Many high-producing authors, writers who crank out multiple books in the year, or journalists who pen ten to twenty pieces per day, have to develop their own process, their own standardized format that they can hang their story on. I would suggest that this is, the fact that storytelling is a business, is the reason the “Hero’s Journey” format still exists.
It serves as a useful tool, a way to frame a narrative in such a fashion that the author knows that the readers will be able to understand it. Most readers have been exposed to it or something very much like it. They may not recognize it as such (much like nobody ever seems to notice that one episode of Colombo that was essentially Macbeth but with early-80’s hair), but they are unconsciously familiar enough to be able to follow the beats. It reduces the workload on a storyteller, they can focus on character building, they can focus on world building, and they can focus on their luscious purple prose without having to worry that the reader will be able to follow the plot.
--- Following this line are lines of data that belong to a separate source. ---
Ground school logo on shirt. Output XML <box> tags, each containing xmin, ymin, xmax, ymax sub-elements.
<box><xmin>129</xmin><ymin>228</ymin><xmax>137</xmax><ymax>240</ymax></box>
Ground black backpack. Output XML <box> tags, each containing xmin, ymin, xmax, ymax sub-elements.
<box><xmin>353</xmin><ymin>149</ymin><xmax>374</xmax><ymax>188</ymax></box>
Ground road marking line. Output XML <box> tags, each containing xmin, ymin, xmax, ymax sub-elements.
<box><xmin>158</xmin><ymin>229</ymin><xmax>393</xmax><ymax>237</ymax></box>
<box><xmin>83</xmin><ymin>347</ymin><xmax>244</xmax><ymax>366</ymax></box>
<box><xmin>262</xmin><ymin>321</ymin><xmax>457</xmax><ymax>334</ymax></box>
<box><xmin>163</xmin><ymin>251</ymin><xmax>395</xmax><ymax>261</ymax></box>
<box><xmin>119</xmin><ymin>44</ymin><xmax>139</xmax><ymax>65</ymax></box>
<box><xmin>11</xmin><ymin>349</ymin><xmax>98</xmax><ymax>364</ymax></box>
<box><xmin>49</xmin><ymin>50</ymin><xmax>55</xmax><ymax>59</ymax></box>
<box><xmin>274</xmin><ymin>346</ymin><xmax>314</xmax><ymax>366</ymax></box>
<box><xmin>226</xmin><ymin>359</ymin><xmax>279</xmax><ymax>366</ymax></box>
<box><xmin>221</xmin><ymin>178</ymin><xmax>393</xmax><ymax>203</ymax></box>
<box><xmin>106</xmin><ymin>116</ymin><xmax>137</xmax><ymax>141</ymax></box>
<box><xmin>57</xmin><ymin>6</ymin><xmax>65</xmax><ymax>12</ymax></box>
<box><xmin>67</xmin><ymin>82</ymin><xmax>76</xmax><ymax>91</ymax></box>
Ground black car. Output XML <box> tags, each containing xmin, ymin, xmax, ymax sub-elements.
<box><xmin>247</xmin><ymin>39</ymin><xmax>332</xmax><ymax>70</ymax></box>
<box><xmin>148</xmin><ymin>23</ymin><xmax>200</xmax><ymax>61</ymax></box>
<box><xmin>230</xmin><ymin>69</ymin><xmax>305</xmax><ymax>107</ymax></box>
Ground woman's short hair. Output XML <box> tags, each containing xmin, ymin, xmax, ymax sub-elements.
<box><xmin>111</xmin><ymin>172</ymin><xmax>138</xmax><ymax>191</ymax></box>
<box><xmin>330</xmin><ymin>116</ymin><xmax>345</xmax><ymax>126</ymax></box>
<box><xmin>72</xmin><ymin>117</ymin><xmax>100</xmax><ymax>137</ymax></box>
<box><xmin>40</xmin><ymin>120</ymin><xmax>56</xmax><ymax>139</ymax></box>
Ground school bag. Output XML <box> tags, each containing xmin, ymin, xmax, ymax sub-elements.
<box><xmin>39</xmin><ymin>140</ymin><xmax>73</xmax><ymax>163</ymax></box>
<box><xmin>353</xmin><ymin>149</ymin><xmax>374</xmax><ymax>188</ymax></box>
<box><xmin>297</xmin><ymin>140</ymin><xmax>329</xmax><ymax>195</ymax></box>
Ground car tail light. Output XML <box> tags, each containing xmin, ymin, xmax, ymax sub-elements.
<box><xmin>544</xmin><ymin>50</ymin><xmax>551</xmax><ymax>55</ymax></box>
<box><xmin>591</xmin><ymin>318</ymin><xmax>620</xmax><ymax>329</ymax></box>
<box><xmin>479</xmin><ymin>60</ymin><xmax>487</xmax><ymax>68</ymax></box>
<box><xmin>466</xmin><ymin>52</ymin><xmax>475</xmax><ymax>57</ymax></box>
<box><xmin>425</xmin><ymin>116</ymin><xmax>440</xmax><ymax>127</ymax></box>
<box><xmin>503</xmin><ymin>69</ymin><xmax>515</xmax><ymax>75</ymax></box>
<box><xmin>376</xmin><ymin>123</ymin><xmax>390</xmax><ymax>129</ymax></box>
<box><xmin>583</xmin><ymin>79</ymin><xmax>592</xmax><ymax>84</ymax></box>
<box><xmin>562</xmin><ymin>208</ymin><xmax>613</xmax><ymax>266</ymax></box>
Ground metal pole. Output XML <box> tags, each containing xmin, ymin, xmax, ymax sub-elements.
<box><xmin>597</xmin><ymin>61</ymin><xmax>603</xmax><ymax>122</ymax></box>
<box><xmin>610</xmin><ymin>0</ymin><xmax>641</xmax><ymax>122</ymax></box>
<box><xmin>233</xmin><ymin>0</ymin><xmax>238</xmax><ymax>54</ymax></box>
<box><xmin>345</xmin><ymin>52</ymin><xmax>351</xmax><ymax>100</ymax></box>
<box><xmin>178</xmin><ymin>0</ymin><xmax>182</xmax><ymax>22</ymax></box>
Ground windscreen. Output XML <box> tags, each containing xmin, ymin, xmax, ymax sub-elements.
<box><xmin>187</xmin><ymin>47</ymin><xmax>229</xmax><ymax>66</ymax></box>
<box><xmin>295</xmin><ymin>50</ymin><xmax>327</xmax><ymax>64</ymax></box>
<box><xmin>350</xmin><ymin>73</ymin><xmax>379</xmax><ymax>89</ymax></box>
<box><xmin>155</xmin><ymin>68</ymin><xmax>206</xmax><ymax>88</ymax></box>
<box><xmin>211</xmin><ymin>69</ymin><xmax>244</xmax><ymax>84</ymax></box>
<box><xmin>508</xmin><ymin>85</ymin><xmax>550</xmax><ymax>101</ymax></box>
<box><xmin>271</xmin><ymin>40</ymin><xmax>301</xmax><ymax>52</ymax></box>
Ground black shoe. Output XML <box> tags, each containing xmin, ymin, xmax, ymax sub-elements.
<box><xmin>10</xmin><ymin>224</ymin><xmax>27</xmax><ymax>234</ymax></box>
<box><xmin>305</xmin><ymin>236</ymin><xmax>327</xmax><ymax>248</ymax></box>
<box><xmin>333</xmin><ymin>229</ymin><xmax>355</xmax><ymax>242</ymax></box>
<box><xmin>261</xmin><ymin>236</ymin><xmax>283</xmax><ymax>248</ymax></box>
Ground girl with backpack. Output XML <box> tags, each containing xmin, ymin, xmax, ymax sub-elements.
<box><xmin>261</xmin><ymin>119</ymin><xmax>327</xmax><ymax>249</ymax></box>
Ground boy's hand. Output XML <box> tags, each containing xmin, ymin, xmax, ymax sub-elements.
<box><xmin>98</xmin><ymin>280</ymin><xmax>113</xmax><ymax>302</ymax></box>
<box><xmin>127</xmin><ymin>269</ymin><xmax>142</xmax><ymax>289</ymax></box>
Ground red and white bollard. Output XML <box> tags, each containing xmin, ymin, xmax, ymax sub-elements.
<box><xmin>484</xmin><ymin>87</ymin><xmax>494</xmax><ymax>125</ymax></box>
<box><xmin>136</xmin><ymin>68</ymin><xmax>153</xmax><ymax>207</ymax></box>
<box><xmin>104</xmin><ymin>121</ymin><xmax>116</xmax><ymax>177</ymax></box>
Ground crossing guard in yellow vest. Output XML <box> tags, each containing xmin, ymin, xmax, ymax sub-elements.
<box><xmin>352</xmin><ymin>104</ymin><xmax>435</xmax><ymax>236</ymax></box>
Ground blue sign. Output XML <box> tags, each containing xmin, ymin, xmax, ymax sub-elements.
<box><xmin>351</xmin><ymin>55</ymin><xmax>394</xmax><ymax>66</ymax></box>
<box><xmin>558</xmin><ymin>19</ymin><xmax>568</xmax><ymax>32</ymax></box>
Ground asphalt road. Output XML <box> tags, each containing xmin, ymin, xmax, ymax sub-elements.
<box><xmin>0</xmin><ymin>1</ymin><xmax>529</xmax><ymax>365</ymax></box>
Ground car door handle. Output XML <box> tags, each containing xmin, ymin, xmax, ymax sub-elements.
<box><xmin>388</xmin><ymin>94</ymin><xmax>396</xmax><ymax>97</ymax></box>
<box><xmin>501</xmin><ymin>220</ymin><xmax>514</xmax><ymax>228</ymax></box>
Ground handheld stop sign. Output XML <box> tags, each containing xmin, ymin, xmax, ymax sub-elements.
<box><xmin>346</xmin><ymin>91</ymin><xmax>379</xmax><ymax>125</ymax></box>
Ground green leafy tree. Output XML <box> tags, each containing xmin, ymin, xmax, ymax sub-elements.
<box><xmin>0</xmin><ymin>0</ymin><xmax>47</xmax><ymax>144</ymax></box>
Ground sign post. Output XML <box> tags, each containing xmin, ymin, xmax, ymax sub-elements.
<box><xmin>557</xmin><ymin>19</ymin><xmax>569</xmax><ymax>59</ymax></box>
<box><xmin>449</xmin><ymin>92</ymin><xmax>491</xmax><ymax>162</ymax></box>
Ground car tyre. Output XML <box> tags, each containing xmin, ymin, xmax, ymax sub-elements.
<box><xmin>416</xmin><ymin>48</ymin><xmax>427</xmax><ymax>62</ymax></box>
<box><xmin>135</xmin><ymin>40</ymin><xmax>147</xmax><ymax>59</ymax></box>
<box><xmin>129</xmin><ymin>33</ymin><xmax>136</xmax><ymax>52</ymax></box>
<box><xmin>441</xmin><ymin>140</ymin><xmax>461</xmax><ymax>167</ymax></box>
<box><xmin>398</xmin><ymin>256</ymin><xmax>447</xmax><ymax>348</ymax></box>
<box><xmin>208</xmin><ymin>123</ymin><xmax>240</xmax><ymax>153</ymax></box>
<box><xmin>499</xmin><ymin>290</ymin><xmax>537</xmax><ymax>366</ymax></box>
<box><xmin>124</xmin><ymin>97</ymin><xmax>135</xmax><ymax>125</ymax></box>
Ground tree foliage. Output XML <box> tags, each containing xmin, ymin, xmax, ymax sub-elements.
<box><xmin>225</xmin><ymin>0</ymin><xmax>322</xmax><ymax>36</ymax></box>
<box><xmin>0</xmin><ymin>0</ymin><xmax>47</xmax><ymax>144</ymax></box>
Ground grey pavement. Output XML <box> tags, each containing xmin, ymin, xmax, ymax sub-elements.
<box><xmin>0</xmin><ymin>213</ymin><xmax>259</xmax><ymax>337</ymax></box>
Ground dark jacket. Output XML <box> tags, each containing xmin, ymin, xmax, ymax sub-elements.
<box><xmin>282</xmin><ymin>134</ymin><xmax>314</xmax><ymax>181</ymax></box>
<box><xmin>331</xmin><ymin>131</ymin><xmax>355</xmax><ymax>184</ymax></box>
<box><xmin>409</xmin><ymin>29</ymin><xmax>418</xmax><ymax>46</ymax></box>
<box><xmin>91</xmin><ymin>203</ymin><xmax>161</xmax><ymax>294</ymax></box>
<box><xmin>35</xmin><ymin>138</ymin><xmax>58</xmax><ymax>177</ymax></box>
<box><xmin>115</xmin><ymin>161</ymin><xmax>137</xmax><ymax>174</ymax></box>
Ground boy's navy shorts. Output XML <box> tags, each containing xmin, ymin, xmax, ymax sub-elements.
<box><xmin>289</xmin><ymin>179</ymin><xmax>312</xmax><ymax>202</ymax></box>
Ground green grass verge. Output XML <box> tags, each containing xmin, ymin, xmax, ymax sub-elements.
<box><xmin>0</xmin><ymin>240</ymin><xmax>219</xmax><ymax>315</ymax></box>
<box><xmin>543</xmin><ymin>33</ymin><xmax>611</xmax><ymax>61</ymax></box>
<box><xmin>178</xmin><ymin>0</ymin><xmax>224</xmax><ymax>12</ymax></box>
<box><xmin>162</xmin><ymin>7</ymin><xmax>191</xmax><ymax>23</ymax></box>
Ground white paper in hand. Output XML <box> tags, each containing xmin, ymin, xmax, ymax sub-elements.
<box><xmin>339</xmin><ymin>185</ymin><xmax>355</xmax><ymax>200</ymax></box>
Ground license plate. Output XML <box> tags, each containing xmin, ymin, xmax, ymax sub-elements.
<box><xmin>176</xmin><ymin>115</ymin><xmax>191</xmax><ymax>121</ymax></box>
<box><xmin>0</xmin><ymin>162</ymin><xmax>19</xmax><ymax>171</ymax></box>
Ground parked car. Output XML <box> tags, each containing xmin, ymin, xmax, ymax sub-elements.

BUT, as with all such tools, it can become as much of a hindrance as it is a help. Many stories (even different episodes of the same longer storyline) will do better with a different sub-structure, this kind of repetition is an easy way to get Franchise Fatigue. BUT because the “Hero’s Journey” format is such a convenient shortcut when you’re writing to a deadline (or coming up with a story on the fly to keep the innkeeper from making you sleep in the barn) it has been the default setting for a thousand years or more.
But you know, as creatives, (writers, filmmakers, sequential artists and more) part of our job is pushing the envelope. Stories that once were too experimental (the lunatic structure in Inception comes to mind, as does the “everything’s connected” wrap-ups in Dirk Gently) are cropping up more and more. Audiences that are getting tired of sequel-itis (oh look, it’s the same as the first movie, with a different bad-guy and more kissing) are starting to look for more surprises in their storytelling, and anyone still relying too heavily on old, unmodified story structures is going to find themselves in a niche market.